Com efeito, tanto os ganhos quanto as perdas se distribuem entre os cooperados, que ganham mecanizando parte do trabalho. Ou seja, os prejuízos causados pelas melhorias na produção são absorvidos pela cooperativa, o que os transmuta em ganhos de qualidade de vida. Em resumo, tal transmutação, inimaginável em uma perspectiva individualista, é óbvia em uma perspectiva sistêmica (Blanc, 1847; Bunge, 2009).
A mecanização do trabalho também tem consequências médicas, algumas das quais totalmente desfavoráveis. Basta pensar em um estilo de vida sedentário e seus problemas relacionados, obesidade e distúrbios cardiovasculares. Mas pelo menos esses assassinos silenciosos podem ser controlados com exercícios físicos adaptados aos horários de trabalho. Além disso, este aspecto da organização do trabalho pode ser melhor administrado em uma cooperativa de produção do que em um mercado formado por agentes mutuamente independentes, uma vez que a cooperativa pode empregar consultores médicos e treinadores.

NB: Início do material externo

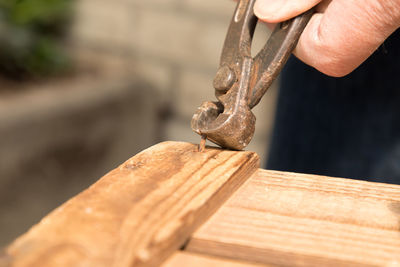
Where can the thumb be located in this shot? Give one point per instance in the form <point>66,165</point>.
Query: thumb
<point>274,11</point>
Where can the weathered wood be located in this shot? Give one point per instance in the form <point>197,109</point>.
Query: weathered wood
<point>304,220</point>
<point>139,213</point>
<point>185,259</point>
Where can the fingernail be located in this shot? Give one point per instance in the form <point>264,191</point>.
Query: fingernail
<point>268,10</point>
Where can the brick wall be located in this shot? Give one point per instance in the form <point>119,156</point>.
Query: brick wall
<point>175,45</point>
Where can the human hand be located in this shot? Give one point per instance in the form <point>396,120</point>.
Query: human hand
<point>341,34</point>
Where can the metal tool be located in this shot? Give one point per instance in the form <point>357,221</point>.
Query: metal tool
<point>242,80</point>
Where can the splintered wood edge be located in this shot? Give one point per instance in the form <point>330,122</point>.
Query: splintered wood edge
<point>138,214</point>
<point>290,219</point>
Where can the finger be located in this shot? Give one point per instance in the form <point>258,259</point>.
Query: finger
<point>274,11</point>
<point>346,34</point>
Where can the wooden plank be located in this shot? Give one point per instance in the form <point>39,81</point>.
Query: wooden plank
<point>304,220</point>
<point>185,259</point>
<point>139,213</point>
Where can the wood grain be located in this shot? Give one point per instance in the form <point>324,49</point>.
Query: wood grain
<point>139,213</point>
<point>304,220</point>
<point>185,259</point>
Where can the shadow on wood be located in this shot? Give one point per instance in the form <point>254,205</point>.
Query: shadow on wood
<point>139,213</point>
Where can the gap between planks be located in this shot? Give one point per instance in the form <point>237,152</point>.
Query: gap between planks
<point>293,219</point>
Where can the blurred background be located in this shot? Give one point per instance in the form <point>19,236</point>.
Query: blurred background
<point>86,84</point>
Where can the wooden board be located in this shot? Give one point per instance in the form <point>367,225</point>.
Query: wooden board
<point>139,213</point>
<point>304,220</point>
<point>185,259</point>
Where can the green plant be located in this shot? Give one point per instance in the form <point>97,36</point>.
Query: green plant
<point>31,33</point>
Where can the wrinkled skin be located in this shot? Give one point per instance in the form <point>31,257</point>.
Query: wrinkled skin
<point>341,34</point>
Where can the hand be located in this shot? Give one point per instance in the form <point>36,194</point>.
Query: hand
<point>341,34</point>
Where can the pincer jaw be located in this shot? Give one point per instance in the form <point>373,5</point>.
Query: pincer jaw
<point>229,130</point>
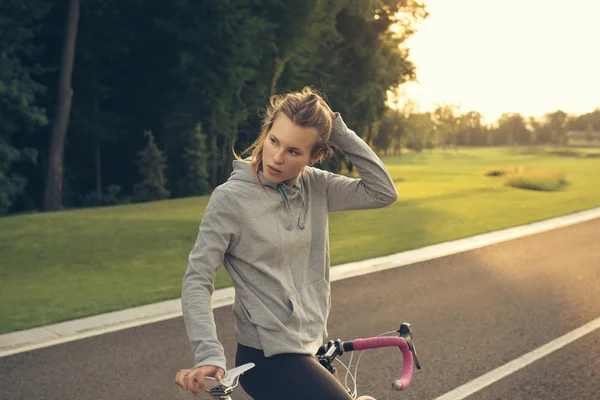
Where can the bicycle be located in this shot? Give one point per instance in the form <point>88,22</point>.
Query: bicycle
<point>328,353</point>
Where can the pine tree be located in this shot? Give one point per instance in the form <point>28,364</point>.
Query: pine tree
<point>195,157</point>
<point>152,164</point>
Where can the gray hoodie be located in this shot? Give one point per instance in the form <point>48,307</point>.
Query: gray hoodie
<point>273,241</point>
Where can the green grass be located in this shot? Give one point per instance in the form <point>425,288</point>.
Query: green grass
<point>64,265</point>
<point>531,178</point>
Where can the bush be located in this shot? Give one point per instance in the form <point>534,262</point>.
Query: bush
<point>502,171</point>
<point>545,179</point>
<point>531,178</point>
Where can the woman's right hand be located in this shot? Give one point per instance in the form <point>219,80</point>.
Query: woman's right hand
<point>193,379</point>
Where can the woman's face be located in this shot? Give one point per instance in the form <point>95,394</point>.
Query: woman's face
<point>287,150</point>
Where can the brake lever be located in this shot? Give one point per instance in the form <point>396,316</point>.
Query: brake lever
<point>405,332</point>
<point>221,389</point>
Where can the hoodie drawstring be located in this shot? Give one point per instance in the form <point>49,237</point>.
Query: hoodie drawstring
<point>287,204</point>
<point>286,200</point>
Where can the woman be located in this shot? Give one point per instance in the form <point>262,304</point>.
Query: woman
<point>268,225</point>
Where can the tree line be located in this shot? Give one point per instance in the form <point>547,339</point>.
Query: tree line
<point>111,101</point>
<point>446,126</point>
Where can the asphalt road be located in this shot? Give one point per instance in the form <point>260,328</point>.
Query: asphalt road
<point>471,312</point>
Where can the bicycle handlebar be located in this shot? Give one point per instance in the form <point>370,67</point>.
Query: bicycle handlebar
<point>378,342</point>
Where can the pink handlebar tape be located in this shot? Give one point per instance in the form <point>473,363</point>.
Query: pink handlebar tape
<point>391,341</point>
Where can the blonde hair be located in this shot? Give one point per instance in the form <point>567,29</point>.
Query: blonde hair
<point>304,108</point>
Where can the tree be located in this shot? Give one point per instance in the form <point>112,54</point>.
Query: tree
<point>470,130</point>
<point>152,164</point>
<point>420,130</point>
<point>19,114</point>
<point>195,179</point>
<point>54,179</point>
<point>512,129</point>
<point>445,122</point>
<point>557,125</point>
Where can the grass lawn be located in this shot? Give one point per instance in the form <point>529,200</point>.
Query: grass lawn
<point>70,264</point>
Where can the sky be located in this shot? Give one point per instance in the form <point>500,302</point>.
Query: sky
<point>496,56</point>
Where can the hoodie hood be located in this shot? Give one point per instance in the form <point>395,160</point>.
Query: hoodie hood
<point>242,171</point>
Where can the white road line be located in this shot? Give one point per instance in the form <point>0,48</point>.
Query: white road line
<point>495,375</point>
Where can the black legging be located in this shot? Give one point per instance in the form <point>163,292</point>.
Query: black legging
<point>287,376</point>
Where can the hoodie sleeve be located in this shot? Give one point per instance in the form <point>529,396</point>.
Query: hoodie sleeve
<point>375,187</point>
<point>218,233</point>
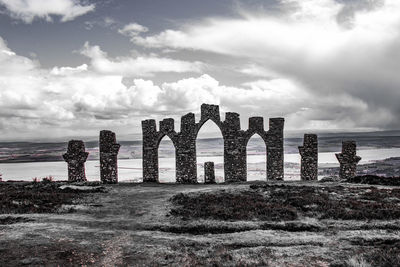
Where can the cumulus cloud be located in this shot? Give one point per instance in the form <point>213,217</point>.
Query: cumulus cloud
<point>133,29</point>
<point>28,10</point>
<point>334,49</point>
<point>136,66</point>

Finalmente, vamos dar uma olhada no aspecto conceitual do avanço tecnológico. O uso de computadores permite o manuseio de montanhas de dados, aprimorando cálculos numéricos e estatísticas descritivas. Em particular, o computador pessoal (PC) fortaleceu notavelmente o ramo computacional da ciência, como a física computacional. Mas esse avanço teve um companheiro negativo: a negligência dos problemas fundamentais. Na verdade, os programas de computador tomam teorias como certas, levando ao dogmatismo, tão prejudicial tanto para as ciências quanto para as humanidades (Truesdell, 1984). Particularmente, o culto ao computador facilitou o cálculo de correlações estatísticas entre variáveis arbitrárias.
Em suma, o avanço no poder computacional foi prejudicado por um retrocesso na pesquisa fundamental, que poderia ter sido previsto, uma vez que a computação é mais fácil e mais satisfatória do que inventar ou avaliar novos formalismos matemáticos. Lembremo-nos de que o jovem Stalin trabalhava como calculador no observatório meteorológico de Tiblíssi e que era capaz disso porque esse trabalho não exigia conhecimentos científicos. Esse caso ilustra a diferença entre verdades de razão e verdades de fato, que Leibniz já havia apontado em 1704.
Referências
- Beckert, S. (2014). Empire of Cotton: A Global History. Nova York: Knopf Doubleday Publishing Group.
- Blanc, L. (1847). Organisation du travail. Paris: au Bureau de la Société de l’industrie fraternelle.
- Bunge, M. (2009). Filosofía política. Barcelona: Gedisa.
- Bunge, M. (1985). Treatise on Basic Philosophy (v. 7). Dordrecht: Reidel Publishing.
- Truesdell, C. (1984). An Idiot’s Fugitive Essays on Science. Nova York: Springer-Verlag.